Dublin City Council’s monthly meeting faces two decisions, because the leader of Myanmar has refused to acknowledge the ethnic cleansing of the Rohingya people in the west of the country.
Rock star and human rights campaigner, Bob Geldof, last month publicly handed back his own freedom-of-the-city scroll and asked that his name be taken off the register of recipients, in protest at Ms Suu Kyi’s continued inclusion.
No precedent for such a request exists and councillors will tonight debate how to handle it. But they will also discuss the wider issue of Ms Suu Kyi’s status as freeman and whether it should be rescinded.
While a number of councillors have called for her removal from the register of freemen, the majority have been quiet on the subject and some are understood to feel unfairly forced into action by Mr Geldolf’s self-acknowledged publicity stunt.

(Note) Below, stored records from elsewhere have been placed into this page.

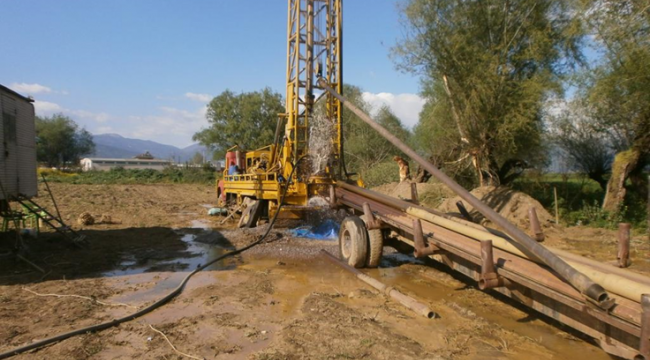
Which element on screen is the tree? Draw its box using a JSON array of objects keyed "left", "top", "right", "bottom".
[
  {"left": 338, "top": 85, "right": 411, "bottom": 175},
  {"left": 548, "top": 99, "right": 618, "bottom": 189},
  {"left": 190, "top": 151, "right": 204, "bottom": 165},
  {"left": 193, "top": 88, "right": 285, "bottom": 155},
  {"left": 579, "top": 0, "right": 650, "bottom": 212},
  {"left": 394, "top": 0, "right": 583, "bottom": 186},
  {"left": 35, "top": 114, "right": 95, "bottom": 167}
]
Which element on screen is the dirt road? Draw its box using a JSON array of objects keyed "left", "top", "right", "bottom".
[{"left": 0, "top": 183, "right": 627, "bottom": 359}]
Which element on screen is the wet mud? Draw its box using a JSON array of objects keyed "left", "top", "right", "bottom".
[{"left": 0, "top": 183, "right": 629, "bottom": 359}]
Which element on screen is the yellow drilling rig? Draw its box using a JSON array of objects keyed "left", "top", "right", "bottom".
[{"left": 217, "top": 0, "right": 355, "bottom": 227}]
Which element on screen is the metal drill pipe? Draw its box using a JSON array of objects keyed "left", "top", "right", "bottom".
[
  {"left": 338, "top": 182, "right": 650, "bottom": 287},
  {"left": 318, "top": 78, "right": 611, "bottom": 308},
  {"left": 320, "top": 250, "right": 435, "bottom": 319},
  {"left": 339, "top": 185, "right": 650, "bottom": 301}
]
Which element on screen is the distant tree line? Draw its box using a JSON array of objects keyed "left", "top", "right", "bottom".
[{"left": 36, "top": 114, "right": 95, "bottom": 168}]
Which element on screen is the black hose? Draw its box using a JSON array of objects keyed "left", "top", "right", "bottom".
[{"left": 0, "top": 158, "right": 305, "bottom": 359}]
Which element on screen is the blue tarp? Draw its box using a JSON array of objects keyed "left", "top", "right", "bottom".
[{"left": 290, "top": 219, "right": 340, "bottom": 240}]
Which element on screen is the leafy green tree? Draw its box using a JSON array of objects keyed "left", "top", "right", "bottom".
[
  {"left": 190, "top": 151, "right": 204, "bottom": 165},
  {"left": 193, "top": 88, "right": 284, "bottom": 155},
  {"left": 394, "top": 0, "right": 583, "bottom": 186},
  {"left": 548, "top": 99, "right": 616, "bottom": 189},
  {"left": 35, "top": 114, "right": 95, "bottom": 167},
  {"left": 339, "top": 85, "right": 411, "bottom": 178},
  {"left": 578, "top": 0, "right": 650, "bottom": 212}
]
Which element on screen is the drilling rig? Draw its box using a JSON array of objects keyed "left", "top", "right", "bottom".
[
  {"left": 214, "top": 2, "right": 650, "bottom": 358},
  {"left": 217, "top": 0, "right": 354, "bottom": 227}
]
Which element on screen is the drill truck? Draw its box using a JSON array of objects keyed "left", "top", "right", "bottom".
[
  {"left": 217, "top": 0, "right": 354, "bottom": 228},
  {"left": 215, "top": 2, "right": 650, "bottom": 358}
]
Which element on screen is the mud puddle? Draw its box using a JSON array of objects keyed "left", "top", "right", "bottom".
[
  {"left": 369, "top": 256, "right": 612, "bottom": 360},
  {"left": 102, "top": 219, "right": 236, "bottom": 277}
]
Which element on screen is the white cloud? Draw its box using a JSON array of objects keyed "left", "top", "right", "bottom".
[
  {"left": 33, "top": 100, "right": 111, "bottom": 123},
  {"left": 185, "top": 92, "right": 212, "bottom": 103},
  {"left": 34, "top": 100, "right": 63, "bottom": 114},
  {"left": 70, "top": 109, "right": 110, "bottom": 123},
  {"left": 9, "top": 82, "right": 52, "bottom": 95},
  {"left": 362, "top": 92, "right": 426, "bottom": 128},
  {"left": 127, "top": 106, "right": 209, "bottom": 147},
  {"left": 96, "top": 126, "right": 114, "bottom": 134}
]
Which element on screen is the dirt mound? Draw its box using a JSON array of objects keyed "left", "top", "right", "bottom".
[
  {"left": 372, "top": 182, "right": 455, "bottom": 208},
  {"left": 438, "top": 186, "right": 553, "bottom": 229}
]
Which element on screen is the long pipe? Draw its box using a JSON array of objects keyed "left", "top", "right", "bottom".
[
  {"left": 318, "top": 78, "right": 612, "bottom": 309},
  {"left": 320, "top": 250, "right": 435, "bottom": 318}
]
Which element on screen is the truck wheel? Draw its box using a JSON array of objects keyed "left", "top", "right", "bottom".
[
  {"left": 366, "top": 229, "right": 384, "bottom": 268},
  {"left": 339, "top": 216, "right": 368, "bottom": 268},
  {"left": 238, "top": 200, "right": 265, "bottom": 228}
]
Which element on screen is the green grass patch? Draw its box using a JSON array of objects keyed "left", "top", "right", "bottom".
[
  {"left": 513, "top": 172, "right": 647, "bottom": 230},
  {"left": 40, "top": 166, "right": 217, "bottom": 185}
]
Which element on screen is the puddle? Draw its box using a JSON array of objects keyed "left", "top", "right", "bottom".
[
  {"left": 190, "top": 219, "right": 211, "bottom": 230},
  {"left": 371, "top": 259, "right": 612, "bottom": 360},
  {"left": 102, "top": 220, "right": 237, "bottom": 277}
]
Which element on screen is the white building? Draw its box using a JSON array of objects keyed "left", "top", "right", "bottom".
[
  {"left": 0, "top": 84, "right": 37, "bottom": 200},
  {"left": 80, "top": 158, "right": 171, "bottom": 172}
]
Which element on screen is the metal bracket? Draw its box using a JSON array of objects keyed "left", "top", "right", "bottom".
[
  {"left": 362, "top": 202, "right": 382, "bottom": 230},
  {"left": 329, "top": 185, "right": 338, "bottom": 208},
  {"left": 528, "top": 207, "right": 545, "bottom": 242},
  {"left": 479, "top": 240, "right": 510, "bottom": 290},
  {"left": 412, "top": 218, "right": 439, "bottom": 258},
  {"left": 410, "top": 183, "right": 419, "bottom": 205}
]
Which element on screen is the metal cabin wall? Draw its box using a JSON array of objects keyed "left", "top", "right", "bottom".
[
  {"left": 16, "top": 96, "right": 37, "bottom": 198},
  {"left": 0, "top": 89, "right": 37, "bottom": 200}
]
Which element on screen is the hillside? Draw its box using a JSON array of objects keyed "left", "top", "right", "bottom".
[{"left": 90, "top": 134, "right": 208, "bottom": 162}]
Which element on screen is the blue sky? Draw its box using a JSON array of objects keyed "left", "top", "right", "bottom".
[{"left": 1, "top": 0, "right": 423, "bottom": 147}]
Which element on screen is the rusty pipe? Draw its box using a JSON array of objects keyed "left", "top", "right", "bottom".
[
  {"left": 528, "top": 207, "right": 545, "bottom": 242},
  {"left": 411, "top": 183, "right": 419, "bottom": 205},
  {"left": 637, "top": 294, "right": 650, "bottom": 360},
  {"left": 413, "top": 218, "right": 437, "bottom": 258},
  {"left": 479, "top": 240, "right": 510, "bottom": 290},
  {"left": 619, "top": 223, "right": 632, "bottom": 268},
  {"left": 319, "top": 78, "right": 611, "bottom": 309},
  {"left": 320, "top": 250, "right": 436, "bottom": 319}
]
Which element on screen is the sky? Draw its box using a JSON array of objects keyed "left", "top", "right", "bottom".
[{"left": 1, "top": 0, "right": 424, "bottom": 148}]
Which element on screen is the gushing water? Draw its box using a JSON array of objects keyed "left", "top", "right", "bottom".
[
  {"left": 309, "top": 113, "right": 336, "bottom": 175},
  {"left": 307, "top": 196, "right": 330, "bottom": 207}
]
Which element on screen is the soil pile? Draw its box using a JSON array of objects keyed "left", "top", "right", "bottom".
[
  {"left": 439, "top": 186, "right": 554, "bottom": 229},
  {"left": 372, "top": 181, "right": 455, "bottom": 208}
]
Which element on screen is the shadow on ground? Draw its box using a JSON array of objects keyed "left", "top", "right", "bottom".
[{"left": 0, "top": 227, "right": 235, "bottom": 286}]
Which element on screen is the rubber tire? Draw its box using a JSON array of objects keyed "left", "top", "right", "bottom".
[
  {"left": 339, "top": 216, "right": 369, "bottom": 268},
  {"left": 366, "top": 229, "right": 384, "bottom": 268}
]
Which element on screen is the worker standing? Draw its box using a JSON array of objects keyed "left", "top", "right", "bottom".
[{"left": 393, "top": 156, "right": 411, "bottom": 183}]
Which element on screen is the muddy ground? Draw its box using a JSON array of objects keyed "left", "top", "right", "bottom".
[{"left": 0, "top": 182, "right": 644, "bottom": 359}]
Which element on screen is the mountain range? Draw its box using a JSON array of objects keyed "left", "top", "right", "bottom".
[{"left": 90, "top": 134, "right": 208, "bottom": 162}]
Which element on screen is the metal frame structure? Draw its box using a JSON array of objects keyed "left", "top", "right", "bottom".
[{"left": 221, "top": 0, "right": 346, "bottom": 216}]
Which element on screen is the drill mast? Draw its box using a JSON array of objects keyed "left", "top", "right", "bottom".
[{"left": 280, "top": 0, "right": 343, "bottom": 179}]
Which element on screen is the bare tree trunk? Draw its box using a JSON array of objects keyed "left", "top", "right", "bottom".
[{"left": 602, "top": 148, "right": 641, "bottom": 213}]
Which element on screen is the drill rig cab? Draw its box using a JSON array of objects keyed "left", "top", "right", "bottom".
[{"left": 217, "top": 0, "right": 356, "bottom": 226}]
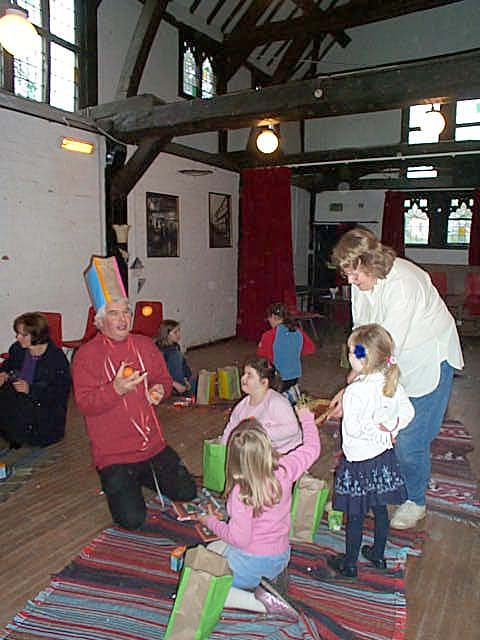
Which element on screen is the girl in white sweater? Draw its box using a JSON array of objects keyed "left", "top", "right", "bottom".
[{"left": 328, "top": 323, "right": 414, "bottom": 579}]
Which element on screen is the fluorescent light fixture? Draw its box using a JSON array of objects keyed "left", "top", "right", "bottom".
[
  {"left": 0, "top": 3, "right": 39, "bottom": 58},
  {"left": 60, "top": 137, "right": 95, "bottom": 154}
]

The small Rohingya community in Ireland, who came here as refugees in 2009, wrote a lengthy plea to the city council ahead of tonight’s debate, asking them to take back the freedom award, saying it was at odds with Ireland’s and Dublin’s reputation as a refuge for the persecuted.
Ms Suu Kyi was awarded the freedom of Dublin in her absence in 2000, while she was the international face of the Burmese freedom and democracy movement and was one of the world’s best-known political prisoners.
She was already a Nobel peace prize winner at that time, and has gathered countless other awards from international bodies and institutions, including Irish universities. She picked up her freedom award in person in Dublin in 2012, when she was feted by stars, including Bono and Geldof.
Since being released, she has failed to exert control over the Myanmar military, which has been responsible for decades of atrocities against the Rohingya people, but she has come under increasing criticism for refusing even to acknowledge any wrongdoing against them.